How to use Melodrama
The main purpose of melodrama is to play with the audience’s emotions—so, its goal is to trigger a reaction to extreme emotions that the characters themselves have, whether it is great loss, complete happiness, overwhelming sadness, thrilling triumph, or crushing defeat. Melodrama allows writers to put characters in whatever extreme situation they want because their intentional is not to be realistic, but to be dramatic. The following are several factors that essentially all melodramas should have:
- Stereotypical or one-dimensional characters, usually the following: a hero and a heroine (each with loyal helpers), a villain and villain’s sidekick.
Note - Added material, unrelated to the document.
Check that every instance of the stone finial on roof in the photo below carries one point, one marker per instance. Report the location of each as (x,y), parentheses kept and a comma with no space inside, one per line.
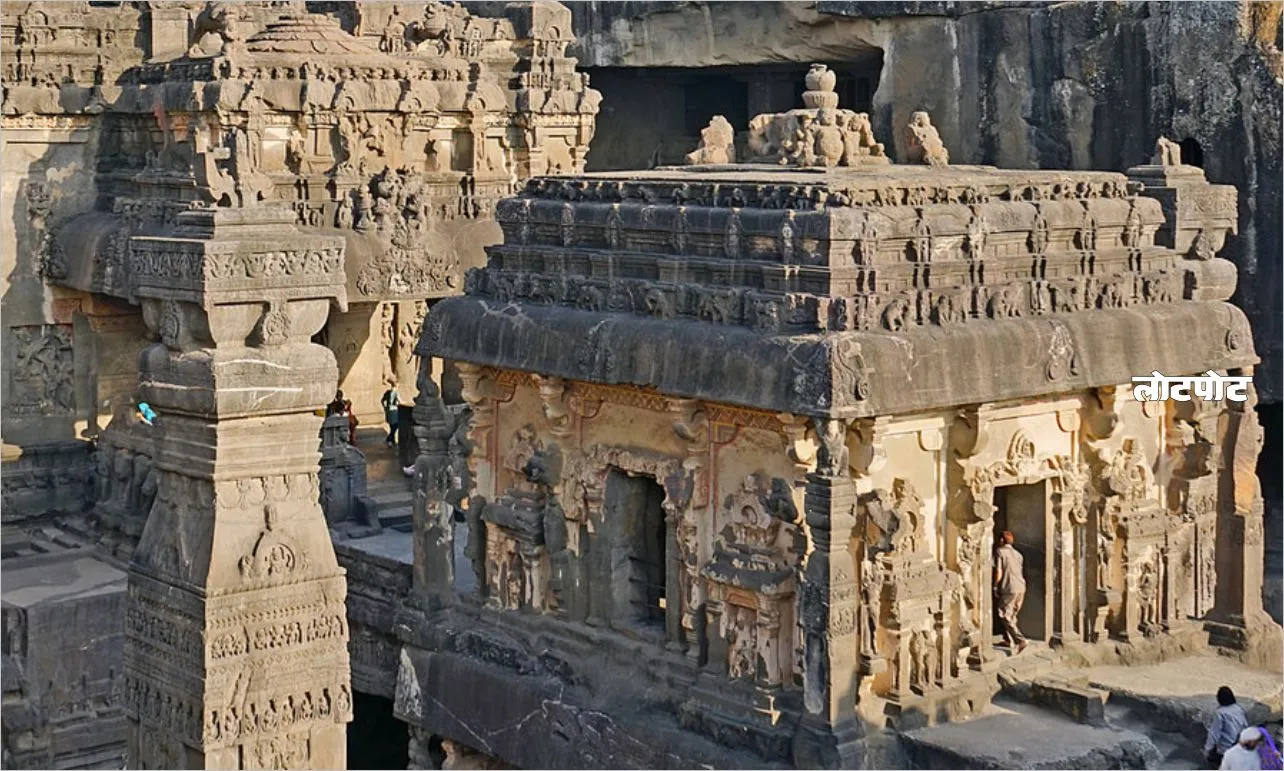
(819,88)
(1166,153)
- Events and occurrences that are out of the ordinary but still occur frequently
- Extreme loss or hardship for characters
- Struggles of good versus evil
- Highly emotional situations
- Impossible odds that characters somehow overcome
Finally, melodramas almost always have a happy ending—mainly because it is the most satisfying outcome for the audience.
When to use Melodrama
When you exaggerate the features of a regular drama, melodrama is the result. Simply put, authors and artists use melodrama when they want to be melodramatic—as genre of fiction, it lets them develop plots that are clearly unrealistic, but capturing and extraordinarily emotional for the audience. Because melodramas feature extreme situations and such intense emotions, they’re mostly geared towards adult audiences. Nowadays, its strongest presence is in film and television, and is mostly inactive in modern English literature.